You can understand it like this. If you show a family photo to a friend, you won't say, "There is a red area starting from the 237th pixel from the left..." You'll directly say, "My mom is on the left, and my dad is on the right."

DeepSeek-ViT first compresses the image into fewer visual tokens, and then CSA further compresses the representation of these visual tokens in the KV cache.

This mechanism was used in the DeepSeek-V4-Flash model and is now applied to visual multimodality.

The specific compression process is as follows. A 756×756 image contains 571,536 pixels. These pixels are first processed by ViT and divided into patches with a size of 14×14, generating 2,916 patch tokens. Then, a 3×3 spatial compression is performed, compressing every 9 adjacent tokens into 1 along the channel dimension, resulting in 324 visual tokens.

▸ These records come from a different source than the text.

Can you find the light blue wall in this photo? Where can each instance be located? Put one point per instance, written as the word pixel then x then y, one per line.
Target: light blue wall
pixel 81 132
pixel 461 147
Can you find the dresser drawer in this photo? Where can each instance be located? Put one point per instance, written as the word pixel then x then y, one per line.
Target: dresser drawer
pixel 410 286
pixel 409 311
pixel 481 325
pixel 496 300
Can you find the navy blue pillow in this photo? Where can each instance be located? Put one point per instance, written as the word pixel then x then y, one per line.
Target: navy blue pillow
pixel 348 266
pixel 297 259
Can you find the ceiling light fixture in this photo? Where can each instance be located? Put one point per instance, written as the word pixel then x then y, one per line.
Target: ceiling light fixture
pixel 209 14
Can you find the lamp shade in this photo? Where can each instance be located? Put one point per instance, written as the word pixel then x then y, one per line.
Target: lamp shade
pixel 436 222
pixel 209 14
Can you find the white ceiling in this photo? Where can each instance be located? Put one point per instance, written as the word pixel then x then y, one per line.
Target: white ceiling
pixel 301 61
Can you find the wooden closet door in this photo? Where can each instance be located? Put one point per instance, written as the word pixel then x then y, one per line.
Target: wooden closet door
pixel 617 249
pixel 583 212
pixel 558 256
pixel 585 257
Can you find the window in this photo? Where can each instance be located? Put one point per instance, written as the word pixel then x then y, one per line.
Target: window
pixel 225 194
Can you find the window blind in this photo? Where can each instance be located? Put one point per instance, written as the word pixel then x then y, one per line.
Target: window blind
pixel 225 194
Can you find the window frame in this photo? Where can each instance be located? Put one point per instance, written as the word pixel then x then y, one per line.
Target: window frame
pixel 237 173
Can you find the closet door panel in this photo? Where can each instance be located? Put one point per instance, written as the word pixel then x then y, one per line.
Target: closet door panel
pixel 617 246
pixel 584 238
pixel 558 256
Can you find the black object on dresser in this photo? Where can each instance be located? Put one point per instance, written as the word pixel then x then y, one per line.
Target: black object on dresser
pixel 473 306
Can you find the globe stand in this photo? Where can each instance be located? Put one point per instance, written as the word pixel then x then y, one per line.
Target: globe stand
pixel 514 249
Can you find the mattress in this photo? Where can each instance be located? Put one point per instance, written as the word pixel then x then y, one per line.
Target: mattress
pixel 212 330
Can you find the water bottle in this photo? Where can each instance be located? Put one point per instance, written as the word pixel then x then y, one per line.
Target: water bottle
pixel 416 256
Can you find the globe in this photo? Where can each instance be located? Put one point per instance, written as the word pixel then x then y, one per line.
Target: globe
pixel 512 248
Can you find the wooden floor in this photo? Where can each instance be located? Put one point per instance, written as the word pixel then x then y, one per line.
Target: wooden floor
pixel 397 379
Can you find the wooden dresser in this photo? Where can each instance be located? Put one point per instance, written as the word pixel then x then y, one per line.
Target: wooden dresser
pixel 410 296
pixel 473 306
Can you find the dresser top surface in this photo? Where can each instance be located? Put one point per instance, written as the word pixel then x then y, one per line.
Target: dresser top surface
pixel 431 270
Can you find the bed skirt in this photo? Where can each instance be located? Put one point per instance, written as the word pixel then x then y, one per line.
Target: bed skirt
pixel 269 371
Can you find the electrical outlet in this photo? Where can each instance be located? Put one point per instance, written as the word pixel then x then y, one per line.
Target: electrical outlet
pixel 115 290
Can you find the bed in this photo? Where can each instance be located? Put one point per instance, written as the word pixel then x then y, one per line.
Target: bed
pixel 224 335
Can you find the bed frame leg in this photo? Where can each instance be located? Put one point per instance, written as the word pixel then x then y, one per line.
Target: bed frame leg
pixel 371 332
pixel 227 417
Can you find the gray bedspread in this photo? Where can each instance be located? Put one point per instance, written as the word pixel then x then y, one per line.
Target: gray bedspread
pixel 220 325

These 324 tokens enter the large language model for pre-filling. Finally, the CSA mechanism compresses these visual tokens in the KV cache by a factor of 4, ultimately only retaining 81 entries.

From 571,536 pixels to 81 KV cache entries, the overall compression ratio reaches 7,056 times.

Generally, large AI companies use brute-force methods to pile up computing resources, while DeepSeek makes trade-offs at the information theory level, only keeping the most intuitive and understandable information.

The most direct result is that the reasoning speed has increased significantly.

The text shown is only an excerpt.